Paramahansa Yogananda

"The Last Smile"  - March 7, 1952, Los Angeles, CA
"The Last Smile" - March 7, 1952, Los Angeles, CA | Source

Introduction and Excerpt from "Samadhi"

Paramahansa Yogananda has left more than one version of his poem, "Samadhi." The two versions most familiar to devotees may be found in the Autobiography of a Yogi and Songs of the Soul.

The version in Songs of the Soul features 76 lines, while the version in the autobiography contains 53 lines. The great guru recommended that devotees memorize the poem; therefore, it is likely that he shortened it and simplified some of the imagery in order to facilitate the memorization process. For example, the first movement of the longer version features the following lines:

Departed, these false shadows on the screen of duality.
Waves of laughter, scyllas of sarcasm, whirlpools of melancholy,
Melting in the vast sea of bliss.
Bestilled is the storm of maya
By the magic wand of intuition deep.

The guru simplified the version provided in Autobiography of a Yogi to the following lines:

Perished these false shadows on the screen of duality.
The storm of maya stilled
By magic wand of intuition deep.

This astute simplification includes the elimination of an allusion to the mythological character, "Scylla," which likely would have to be researched by the devotee in order to understand the allusion's significance. "Bestilled is the storm of maya" becomes "The storm of maya stilled." He also leaves out unneeded articles like "the." And he has continued this simplification process throughout the shorter version, making it clearer and thus easier for the devotee to memorize.

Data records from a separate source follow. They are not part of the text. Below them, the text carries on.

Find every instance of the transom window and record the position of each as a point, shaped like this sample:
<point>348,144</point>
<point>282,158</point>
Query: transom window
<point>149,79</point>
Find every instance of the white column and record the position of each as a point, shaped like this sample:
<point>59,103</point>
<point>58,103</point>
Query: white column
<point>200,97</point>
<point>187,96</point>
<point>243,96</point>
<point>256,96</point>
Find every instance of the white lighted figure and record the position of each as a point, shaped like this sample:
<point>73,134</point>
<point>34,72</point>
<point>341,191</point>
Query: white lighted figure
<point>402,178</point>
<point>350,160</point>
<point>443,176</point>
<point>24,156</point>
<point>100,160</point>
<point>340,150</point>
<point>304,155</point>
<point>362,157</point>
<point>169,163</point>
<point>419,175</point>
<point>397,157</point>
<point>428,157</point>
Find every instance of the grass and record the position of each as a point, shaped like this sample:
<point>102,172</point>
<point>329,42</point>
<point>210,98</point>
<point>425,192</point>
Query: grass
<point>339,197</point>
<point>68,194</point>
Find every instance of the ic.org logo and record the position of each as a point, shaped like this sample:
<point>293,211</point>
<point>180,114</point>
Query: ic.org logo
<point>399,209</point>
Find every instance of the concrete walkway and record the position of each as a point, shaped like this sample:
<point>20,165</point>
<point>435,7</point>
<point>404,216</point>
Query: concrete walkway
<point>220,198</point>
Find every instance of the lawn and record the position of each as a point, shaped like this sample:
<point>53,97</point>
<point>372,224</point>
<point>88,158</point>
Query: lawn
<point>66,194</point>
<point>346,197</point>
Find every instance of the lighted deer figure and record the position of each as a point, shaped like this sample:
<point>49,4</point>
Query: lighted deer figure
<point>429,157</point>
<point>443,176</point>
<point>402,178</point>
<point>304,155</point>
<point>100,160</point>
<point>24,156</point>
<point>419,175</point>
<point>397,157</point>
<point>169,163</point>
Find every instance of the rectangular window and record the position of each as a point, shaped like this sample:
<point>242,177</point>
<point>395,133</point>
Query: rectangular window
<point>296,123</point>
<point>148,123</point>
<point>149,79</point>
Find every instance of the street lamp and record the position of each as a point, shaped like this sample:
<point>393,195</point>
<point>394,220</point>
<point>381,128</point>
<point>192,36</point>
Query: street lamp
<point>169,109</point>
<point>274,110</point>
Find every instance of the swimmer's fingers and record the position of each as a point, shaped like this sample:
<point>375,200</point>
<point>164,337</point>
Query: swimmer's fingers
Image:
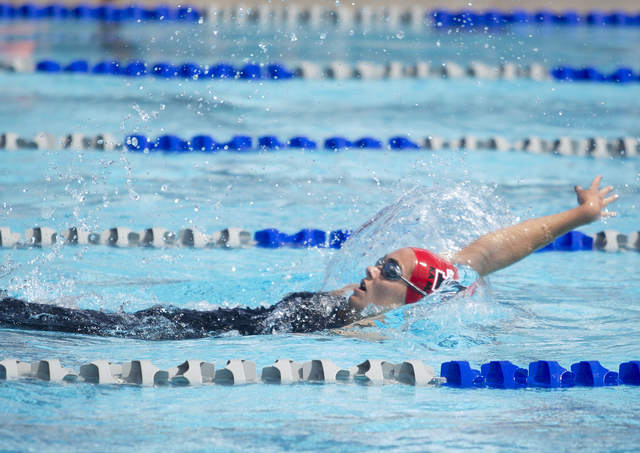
<point>596,182</point>
<point>604,191</point>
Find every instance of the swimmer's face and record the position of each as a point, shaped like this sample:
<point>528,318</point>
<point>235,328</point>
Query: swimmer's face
<point>376,289</point>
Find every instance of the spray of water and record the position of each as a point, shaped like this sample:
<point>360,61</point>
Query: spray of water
<point>440,219</point>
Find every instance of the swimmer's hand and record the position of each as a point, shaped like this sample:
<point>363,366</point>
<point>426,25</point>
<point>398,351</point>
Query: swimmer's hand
<point>345,290</point>
<point>593,200</point>
<point>502,248</point>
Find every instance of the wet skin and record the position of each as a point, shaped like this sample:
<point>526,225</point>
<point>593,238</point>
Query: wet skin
<point>376,289</point>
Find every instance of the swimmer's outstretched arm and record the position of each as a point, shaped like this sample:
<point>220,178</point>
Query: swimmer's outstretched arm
<point>502,248</point>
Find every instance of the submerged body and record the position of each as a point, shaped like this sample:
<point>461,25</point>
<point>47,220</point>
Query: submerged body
<point>297,312</point>
<point>403,276</point>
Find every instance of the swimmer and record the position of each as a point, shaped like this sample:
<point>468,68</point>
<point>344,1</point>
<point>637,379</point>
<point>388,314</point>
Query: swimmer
<point>404,276</point>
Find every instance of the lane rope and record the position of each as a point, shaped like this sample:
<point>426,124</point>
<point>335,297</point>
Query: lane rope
<point>573,241</point>
<point>367,16</point>
<point>598,147</point>
<point>373,372</point>
<point>334,70</point>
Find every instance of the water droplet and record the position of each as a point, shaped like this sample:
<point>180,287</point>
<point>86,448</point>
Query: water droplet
<point>46,212</point>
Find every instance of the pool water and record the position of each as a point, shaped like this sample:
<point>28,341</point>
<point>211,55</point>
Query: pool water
<point>552,306</point>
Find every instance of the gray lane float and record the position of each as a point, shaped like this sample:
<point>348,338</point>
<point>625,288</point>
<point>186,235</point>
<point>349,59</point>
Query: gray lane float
<point>122,237</point>
<point>372,372</point>
<point>597,147</point>
<point>364,15</point>
<point>192,372</point>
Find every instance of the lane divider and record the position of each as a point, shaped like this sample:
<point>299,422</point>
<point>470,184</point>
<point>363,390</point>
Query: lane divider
<point>367,16</point>
<point>372,372</point>
<point>278,71</point>
<point>161,237</point>
<point>574,241</point>
<point>567,146</point>
<point>334,70</point>
<point>598,147</point>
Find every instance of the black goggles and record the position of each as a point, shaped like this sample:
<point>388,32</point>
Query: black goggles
<point>392,271</point>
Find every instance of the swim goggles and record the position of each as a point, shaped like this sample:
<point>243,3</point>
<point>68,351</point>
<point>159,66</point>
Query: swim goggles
<point>392,271</point>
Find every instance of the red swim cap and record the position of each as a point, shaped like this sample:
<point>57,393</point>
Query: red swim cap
<point>428,273</point>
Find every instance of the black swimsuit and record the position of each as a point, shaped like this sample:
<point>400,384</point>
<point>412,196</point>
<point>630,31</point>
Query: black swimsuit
<point>297,313</point>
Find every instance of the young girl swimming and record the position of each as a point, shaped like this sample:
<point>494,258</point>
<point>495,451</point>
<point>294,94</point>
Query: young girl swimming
<point>403,276</point>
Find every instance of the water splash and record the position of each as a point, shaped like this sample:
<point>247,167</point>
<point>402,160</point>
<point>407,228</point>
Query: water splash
<point>441,219</point>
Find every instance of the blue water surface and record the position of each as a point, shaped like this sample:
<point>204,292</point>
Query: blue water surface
<point>551,306</point>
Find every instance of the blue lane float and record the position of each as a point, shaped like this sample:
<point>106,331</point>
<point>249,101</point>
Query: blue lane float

For this commentary, I have relied on the version found in the Autobiography of a Yogi. Because the ultimate description and meaning of the poem remain untouched by the great guru's skillful simplification process, the commentary will hold true for either version that a reader might encounter.

The following is an excerpt from the poem, "Samadhi":


Vanished the veils of light and shade,
Lifted every vapor of sorrow,
Sailed away all dawns of fleeting joy,
Gone the dim sensory mirage.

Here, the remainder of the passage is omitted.